In-Situ Observations of Cross-Shore Sediment Transport in Response to Waves Along the Inner-Continental Shelf Offshore from Fire Island, NY

Shawn R Harrison1, Peter Traykovski2, John C Warner3 and Jeffrey H List3, (1)Cherokee Nation Technology Solutions, contracted to U.S. Geological Survey, Woods Hole Coastal and Marine Science Center, Woods Hole, MA, United States, (2)Woods Hole Oceanographic Institution, Applied Ocean Physics and Engineering, Woods Hole, MA, United States, (3)USGS Coastal and Marine Science Center Woods Hole, Woods Hole, MA, United States
Abstract:
Fire Island is a 50 km long barrier island along the southern shore of Long Island, NY (USA) that protects a populated mainland from large waves and storms. Previous sediment budget analyses have identified cross-shore sediment flux from the inner-continental shelf as the likely sand source [O(200,000 m3/yr)] required to account for accretion along the central segment of the island. To investigate the mechanisms driving cross-shore sediment flux, quad-pod instrument frames were deployed from January to April 2014 along the inner-shelf offshore of Fire Island at 12-15 m water depth equipped with acoustic sensors to concurrently measure surface waves, hydrodynamic flows, near-bed wave orbital velocity and turbulence, vertical profiles of near-bed suspended sediment, and bedform morphology and migration. The measurements were made at this location to quantify cross-shore sediment flux in response to wave forcing at depths where both wave skewness and wave-current interactions should significantly contribute to cross-shore sediment transport.

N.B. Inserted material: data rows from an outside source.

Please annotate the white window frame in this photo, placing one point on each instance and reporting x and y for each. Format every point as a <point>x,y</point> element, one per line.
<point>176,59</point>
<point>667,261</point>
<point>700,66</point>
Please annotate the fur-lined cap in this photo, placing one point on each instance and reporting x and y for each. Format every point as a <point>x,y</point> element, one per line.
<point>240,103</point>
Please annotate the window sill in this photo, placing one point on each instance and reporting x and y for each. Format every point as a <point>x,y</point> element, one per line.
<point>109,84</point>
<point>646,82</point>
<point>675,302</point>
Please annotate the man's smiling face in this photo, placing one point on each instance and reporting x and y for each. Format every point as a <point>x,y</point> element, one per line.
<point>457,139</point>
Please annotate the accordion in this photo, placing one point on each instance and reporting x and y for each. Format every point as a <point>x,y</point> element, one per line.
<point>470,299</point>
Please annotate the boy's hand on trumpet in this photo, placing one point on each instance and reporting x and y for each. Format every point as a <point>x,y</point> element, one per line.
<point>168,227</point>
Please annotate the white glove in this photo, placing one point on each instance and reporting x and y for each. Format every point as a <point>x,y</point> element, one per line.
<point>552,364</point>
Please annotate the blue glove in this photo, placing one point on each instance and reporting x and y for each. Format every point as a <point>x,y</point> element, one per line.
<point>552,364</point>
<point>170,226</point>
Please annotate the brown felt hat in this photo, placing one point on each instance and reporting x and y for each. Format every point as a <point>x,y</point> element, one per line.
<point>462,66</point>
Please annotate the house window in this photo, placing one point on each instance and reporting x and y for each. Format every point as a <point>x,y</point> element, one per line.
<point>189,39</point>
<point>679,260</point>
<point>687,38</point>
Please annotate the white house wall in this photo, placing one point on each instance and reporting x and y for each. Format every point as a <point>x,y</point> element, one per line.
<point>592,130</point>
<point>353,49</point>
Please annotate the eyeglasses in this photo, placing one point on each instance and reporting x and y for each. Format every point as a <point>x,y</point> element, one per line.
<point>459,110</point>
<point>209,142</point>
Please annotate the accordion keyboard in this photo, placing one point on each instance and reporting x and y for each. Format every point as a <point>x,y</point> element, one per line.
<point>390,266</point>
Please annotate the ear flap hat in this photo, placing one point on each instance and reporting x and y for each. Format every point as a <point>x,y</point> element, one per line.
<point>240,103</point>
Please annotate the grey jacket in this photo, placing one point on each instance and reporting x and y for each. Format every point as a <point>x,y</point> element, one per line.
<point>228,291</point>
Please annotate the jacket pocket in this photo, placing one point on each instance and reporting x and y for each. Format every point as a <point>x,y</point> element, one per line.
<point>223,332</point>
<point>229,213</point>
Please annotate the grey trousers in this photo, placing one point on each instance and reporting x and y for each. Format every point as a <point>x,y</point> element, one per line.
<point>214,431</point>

Bedform migration and geometry were computed from rotary sonar images and consisted of orbital-scale ripples with wavelengths between 0.3 to 1.2 m, and oriented ±40° from directly onshore. Ripple heights ranged from 0.04 to 0.19 m with a slight onshore-directed asymmetry. Ripple migration occurred in response to wave events and was used as a proxy to estimate transport at the bed. Migration rates were related to the cube of near-bed wave-orbital velocity, 〈ubr3〉 in the peak direction of wave propagation. The ripple geometry and migration enabled estimation of the net cross-shore bedload sediment volume flux, which was directed onshore O(1 m3/yr per m alongshore) at the quad-pods during the deployment. These rates will be compared to migration at other locations to determine relative migration scales.
Cross-shore suspended sediment flux was computed from profiles of velocity and acoustic-backscatter estimates of suspended-sediment concentration. These estimates were more sensitive to wave-current interactions than was bedload transport, and will be examined as another possible mechanism for onshore transport.